I have a sample table like this:
Dataframe: df
Col1 Col2 Col3 Col4
A 1 10 i
A 1 11 k
A 1 12 a
A 2 10 w
A 2 11 e
B 1 15 s
B 1 16 d
B 2 21 w
B 2 25 e
B 2 36 q
C 1 23 a
C 1 24 b
I'm trying to get all records/rows of the groups (Col1, Col2) that has the smaller number of records AND skipping over those groups that have only 1 record (in this example Col1 = 'C'). So, the output would be as follows:
A 2 10 w
A 2 11 e
B 1 15 s
B 1 16 d
since group (A,2) has 2 records compared to group (A,1) which has 3 records.
I tried to approach this issue from different angles but just can't seem to get the result that I need. I am able to find the groups that I need using a combination of groupby, filter and agg but how do I now use this as a select filter on df? After spending a lot of time on this, I wasn't even sure that the approach was correct as it looked overly complicated. I am sure that there is an elegant solution but I just can't see it. Any advise on how to approach this would be greatly appreciated.

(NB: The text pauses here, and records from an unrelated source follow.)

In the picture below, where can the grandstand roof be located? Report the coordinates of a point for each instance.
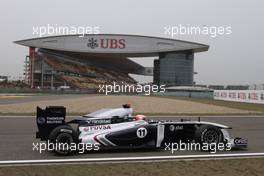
(129, 45)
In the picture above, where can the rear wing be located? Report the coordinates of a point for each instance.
(48, 119)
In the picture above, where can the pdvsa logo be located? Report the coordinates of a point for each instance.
(107, 43)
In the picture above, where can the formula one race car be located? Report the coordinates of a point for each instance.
(117, 128)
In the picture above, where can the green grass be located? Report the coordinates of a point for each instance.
(234, 167)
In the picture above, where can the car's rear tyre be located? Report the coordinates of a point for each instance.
(208, 135)
(62, 138)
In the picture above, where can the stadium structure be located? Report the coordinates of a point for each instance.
(87, 61)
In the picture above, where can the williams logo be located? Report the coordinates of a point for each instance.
(92, 43)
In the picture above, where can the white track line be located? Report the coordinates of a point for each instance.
(209, 156)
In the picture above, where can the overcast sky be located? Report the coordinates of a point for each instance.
(232, 59)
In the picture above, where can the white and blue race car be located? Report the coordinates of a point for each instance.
(116, 128)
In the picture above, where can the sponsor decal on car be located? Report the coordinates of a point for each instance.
(100, 127)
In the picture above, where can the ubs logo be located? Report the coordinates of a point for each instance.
(92, 43)
(108, 43)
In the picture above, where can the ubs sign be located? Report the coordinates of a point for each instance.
(108, 43)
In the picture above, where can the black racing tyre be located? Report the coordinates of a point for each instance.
(208, 134)
(62, 138)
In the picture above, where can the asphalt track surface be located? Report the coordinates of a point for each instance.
(18, 133)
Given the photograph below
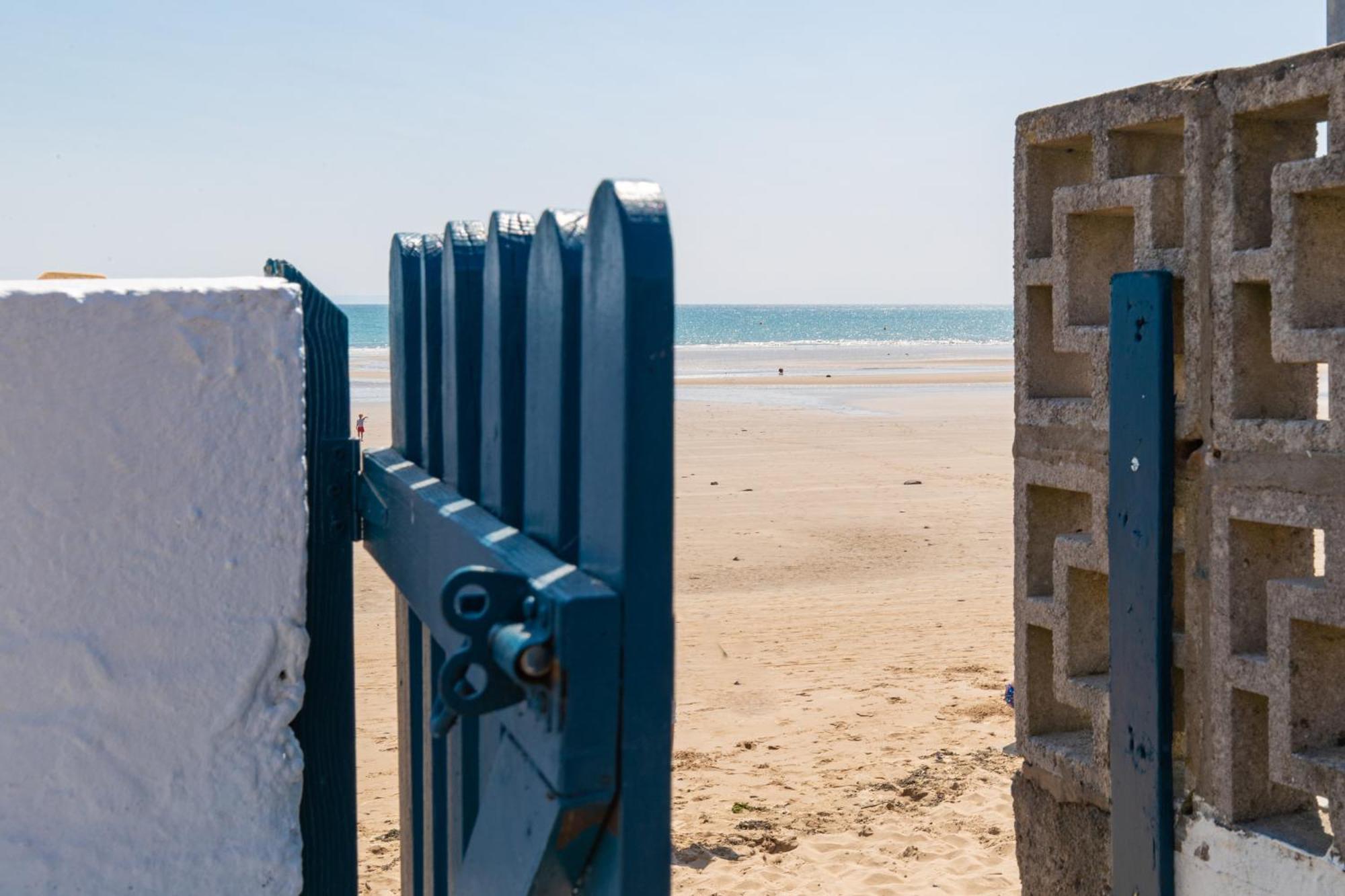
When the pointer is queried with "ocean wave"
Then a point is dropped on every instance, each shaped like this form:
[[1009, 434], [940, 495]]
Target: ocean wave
[[844, 342]]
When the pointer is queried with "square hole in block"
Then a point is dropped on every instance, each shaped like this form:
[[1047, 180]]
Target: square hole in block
[[1324, 392], [1051, 513], [1052, 374], [1087, 615], [1101, 244], [1254, 794], [1319, 292], [1261, 142], [1062, 163], [1157, 147], [1257, 553], [1046, 713], [1262, 388], [1316, 678]]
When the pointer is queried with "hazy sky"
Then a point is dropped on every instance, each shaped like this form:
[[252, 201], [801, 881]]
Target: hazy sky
[[831, 151]]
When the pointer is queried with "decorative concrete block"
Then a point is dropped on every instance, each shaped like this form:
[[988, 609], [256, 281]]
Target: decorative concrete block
[[1219, 178], [153, 568]]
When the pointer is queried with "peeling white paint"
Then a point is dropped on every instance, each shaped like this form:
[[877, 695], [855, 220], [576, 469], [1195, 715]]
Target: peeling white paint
[[1218, 861], [153, 639]]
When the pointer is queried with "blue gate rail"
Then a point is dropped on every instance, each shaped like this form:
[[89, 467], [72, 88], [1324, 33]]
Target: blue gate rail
[[1140, 544], [533, 436]]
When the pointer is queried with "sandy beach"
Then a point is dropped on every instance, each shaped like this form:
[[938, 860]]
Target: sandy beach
[[845, 626]]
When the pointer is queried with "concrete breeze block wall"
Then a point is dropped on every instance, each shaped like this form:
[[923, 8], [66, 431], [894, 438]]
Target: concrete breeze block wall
[[1218, 178], [153, 560]]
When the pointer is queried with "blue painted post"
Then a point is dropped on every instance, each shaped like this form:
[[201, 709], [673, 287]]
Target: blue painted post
[[465, 259], [461, 436], [1140, 545], [504, 321], [552, 425], [626, 506], [404, 350], [434, 749], [326, 724], [504, 362]]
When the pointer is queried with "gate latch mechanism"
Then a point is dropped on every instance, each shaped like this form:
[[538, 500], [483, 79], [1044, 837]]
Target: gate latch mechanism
[[508, 655]]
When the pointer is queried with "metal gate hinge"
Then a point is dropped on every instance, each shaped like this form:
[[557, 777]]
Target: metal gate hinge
[[340, 481], [508, 657]]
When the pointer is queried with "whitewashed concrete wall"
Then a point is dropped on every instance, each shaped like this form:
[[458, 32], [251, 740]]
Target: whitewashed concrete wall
[[1214, 860], [153, 533]]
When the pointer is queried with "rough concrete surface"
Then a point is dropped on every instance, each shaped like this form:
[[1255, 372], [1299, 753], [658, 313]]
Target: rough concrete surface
[[1222, 179], [151, 585]]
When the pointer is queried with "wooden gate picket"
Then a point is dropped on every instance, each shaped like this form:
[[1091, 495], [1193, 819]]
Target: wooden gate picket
[[533, 373], [326, 723]]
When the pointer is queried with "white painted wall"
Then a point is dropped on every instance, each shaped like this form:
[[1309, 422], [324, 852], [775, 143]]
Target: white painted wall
[[1218, 861], [153, 638]]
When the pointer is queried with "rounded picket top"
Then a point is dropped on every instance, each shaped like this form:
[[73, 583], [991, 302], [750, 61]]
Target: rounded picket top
[[404, 341], [431, 408], [626, 490], [504, 313], [465, 261], [552, 400], [626, 499]]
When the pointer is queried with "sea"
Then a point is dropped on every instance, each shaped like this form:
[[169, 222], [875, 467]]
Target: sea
[[781, 326]]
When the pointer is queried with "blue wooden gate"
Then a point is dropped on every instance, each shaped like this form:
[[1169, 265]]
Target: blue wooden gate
[[525, 516]]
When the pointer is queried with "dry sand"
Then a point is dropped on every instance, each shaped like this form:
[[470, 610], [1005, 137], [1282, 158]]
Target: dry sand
[[843, 641]]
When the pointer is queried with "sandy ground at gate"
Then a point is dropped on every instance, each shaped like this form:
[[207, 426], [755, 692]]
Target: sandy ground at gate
[[843, 638]]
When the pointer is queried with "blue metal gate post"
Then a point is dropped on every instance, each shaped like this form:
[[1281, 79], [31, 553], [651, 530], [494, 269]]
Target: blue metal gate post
[[326, 724], [404, 350], [1140, 548]]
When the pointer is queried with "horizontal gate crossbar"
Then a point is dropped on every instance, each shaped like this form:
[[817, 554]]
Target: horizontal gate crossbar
[[422, 532]]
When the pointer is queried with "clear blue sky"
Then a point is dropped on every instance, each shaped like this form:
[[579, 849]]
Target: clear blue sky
[[836, 151]]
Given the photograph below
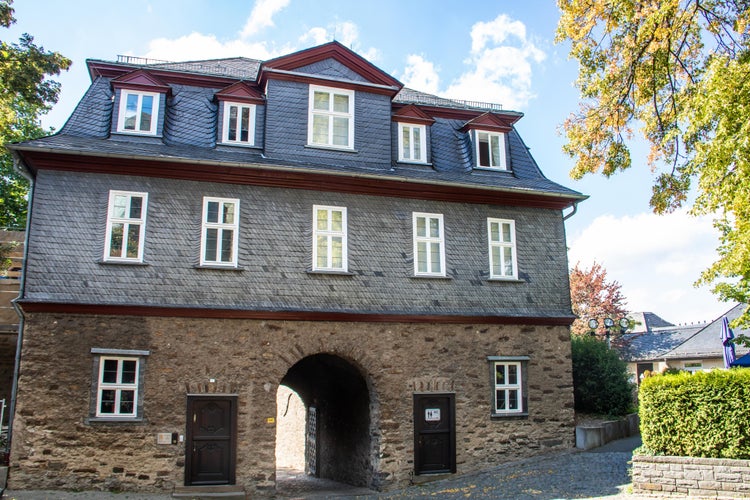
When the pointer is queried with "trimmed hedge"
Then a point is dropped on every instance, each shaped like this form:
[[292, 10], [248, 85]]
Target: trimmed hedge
[[601, 382], [702, 415]]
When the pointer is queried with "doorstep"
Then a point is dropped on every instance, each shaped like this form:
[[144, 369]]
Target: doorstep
[[231, 492]]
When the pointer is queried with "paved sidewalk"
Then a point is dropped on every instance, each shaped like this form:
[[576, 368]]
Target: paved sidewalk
[[598, 473]]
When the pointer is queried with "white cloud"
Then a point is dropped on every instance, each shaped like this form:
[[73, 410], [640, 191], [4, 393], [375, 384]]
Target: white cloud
[[262, 16], [500, 62], [656, 259], [421, 74], [197, 46]]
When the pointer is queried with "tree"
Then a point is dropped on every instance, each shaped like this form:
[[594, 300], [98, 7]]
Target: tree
[[593, 297], [25, 94], [678, 69]]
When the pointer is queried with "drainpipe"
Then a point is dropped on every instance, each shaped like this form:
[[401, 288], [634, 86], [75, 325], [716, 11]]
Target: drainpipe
[[19, 311], [571, 214]]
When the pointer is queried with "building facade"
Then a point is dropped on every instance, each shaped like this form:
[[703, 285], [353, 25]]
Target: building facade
[[203, 233]]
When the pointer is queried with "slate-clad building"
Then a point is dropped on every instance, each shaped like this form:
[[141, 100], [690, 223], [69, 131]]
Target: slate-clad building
[[202, 233]]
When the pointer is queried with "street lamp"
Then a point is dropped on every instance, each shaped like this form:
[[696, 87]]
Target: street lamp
[[608, 324]]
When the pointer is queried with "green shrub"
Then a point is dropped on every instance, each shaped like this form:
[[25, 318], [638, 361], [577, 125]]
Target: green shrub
[[600, 378], [700, 415]]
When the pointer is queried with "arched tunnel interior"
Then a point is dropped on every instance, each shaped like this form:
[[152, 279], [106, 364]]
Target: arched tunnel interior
[[337, 402]]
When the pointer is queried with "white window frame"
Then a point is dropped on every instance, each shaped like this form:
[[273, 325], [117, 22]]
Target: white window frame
[[407, 154], [124, 93], [502, 247], [428, 240], [507, 388], [119, 387], [226, 122], [500, 163], [329, 234], [331, 115], [220, 227], [127, 222]]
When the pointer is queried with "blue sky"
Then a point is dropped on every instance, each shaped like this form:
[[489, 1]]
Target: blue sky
[[494, 51]]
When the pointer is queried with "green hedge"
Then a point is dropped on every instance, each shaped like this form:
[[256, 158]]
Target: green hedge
[[702, 415], [600, 378]]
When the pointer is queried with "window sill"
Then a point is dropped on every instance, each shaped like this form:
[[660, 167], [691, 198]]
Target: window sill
[[116, 420], [494, 169], [331, 148], [509, 416], [218, 267], [122, 263], [329, 271], [418, 163]]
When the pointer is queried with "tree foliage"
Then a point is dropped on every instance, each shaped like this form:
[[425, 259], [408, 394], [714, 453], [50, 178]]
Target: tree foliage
[[594, 297], [679, 70], [25, 94]]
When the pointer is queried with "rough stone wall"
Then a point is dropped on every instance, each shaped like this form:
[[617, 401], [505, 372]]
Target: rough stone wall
[[54, 446], [694, 477]]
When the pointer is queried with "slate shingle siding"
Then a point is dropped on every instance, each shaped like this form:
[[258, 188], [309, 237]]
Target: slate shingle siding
[[286, 128], [93, 115], [69, 223], [191, 117]]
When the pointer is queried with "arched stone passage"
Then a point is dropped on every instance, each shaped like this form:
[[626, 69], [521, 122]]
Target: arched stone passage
[[339, 394]]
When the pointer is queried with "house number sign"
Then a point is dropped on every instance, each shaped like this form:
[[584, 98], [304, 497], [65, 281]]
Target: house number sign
[[432, 415]]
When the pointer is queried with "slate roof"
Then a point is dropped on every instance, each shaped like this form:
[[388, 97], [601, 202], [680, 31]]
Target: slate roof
[[682, 342]]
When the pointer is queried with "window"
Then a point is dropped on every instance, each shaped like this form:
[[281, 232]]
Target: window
[[239, 124], [126, 225], [490, 150], [331, 117], [501, 235], [509, 385], [118, 380], [329, 238], [429, 251], [412, 143], [139, 112], [220, 225]]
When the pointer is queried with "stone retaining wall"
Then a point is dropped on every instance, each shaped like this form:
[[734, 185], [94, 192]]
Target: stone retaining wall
[[695, 477]]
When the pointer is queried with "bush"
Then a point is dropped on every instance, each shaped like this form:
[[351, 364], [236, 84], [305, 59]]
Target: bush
[[600, 378], [700, 415]]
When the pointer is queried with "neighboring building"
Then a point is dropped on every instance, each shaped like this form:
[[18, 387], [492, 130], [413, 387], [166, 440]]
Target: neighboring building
[[691, 347], [205, 232]]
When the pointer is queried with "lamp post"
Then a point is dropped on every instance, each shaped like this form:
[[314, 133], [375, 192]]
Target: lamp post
[[608, 324]]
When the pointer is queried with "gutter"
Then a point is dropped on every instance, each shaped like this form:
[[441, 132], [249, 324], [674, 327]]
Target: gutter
[[573, 196], [17, 166]]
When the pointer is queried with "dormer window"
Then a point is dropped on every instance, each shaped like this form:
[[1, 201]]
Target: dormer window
[[331, 117], [239, 124], [490, 150], [412, 143], [138, 112]]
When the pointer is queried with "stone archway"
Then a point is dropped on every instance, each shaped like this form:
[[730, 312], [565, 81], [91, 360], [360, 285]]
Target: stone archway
[[339, 444]]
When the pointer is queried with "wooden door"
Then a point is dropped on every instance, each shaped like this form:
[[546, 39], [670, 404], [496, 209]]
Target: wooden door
[[434, 433], [210, 448]]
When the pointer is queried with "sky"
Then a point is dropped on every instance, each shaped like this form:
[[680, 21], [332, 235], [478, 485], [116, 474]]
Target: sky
[[499, 51]]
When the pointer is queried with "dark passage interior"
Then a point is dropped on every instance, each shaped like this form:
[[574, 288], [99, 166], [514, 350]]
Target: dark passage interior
[[337, 403]]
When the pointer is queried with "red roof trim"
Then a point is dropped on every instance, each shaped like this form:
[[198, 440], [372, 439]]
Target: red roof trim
[[332, 50], [140, 80], [240, 92], [412, 114], [29, 306], [268, 176]]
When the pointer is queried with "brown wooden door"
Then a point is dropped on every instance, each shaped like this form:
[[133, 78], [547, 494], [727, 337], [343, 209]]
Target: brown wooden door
[[210, 448], [434, 433]]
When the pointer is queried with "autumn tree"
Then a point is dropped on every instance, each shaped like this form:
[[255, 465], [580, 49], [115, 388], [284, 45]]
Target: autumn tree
[[25, 94], [595, 297], [679, 72]]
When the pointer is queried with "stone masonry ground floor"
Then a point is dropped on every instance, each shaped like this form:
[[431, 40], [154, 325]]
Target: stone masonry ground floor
[[147, 403]]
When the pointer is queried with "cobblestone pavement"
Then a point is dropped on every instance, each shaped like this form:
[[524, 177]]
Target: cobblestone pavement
[[598, 473]]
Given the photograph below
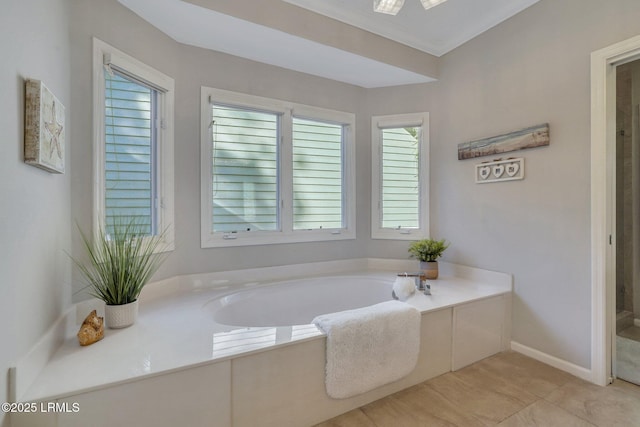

I had this to get the groups for which I wanted the rows displayed:
groups = df.groupby(["Col1, Col2"])["Col2"].agg({'no':'count'})
filteredGroups = groups.groupby(level=0).filter(lambda group: group.size > 1)
print filteredGroups.groupby(level=0).agg('idxmin')
The second line was to account for groups that may have only one record as those I don't want to consider. Honestly, I tried so many variations and approaches that eventually did not give me the result that I wanted. I see that all answers are not one-liners so that at least I don't feel like I was over thinking the problem.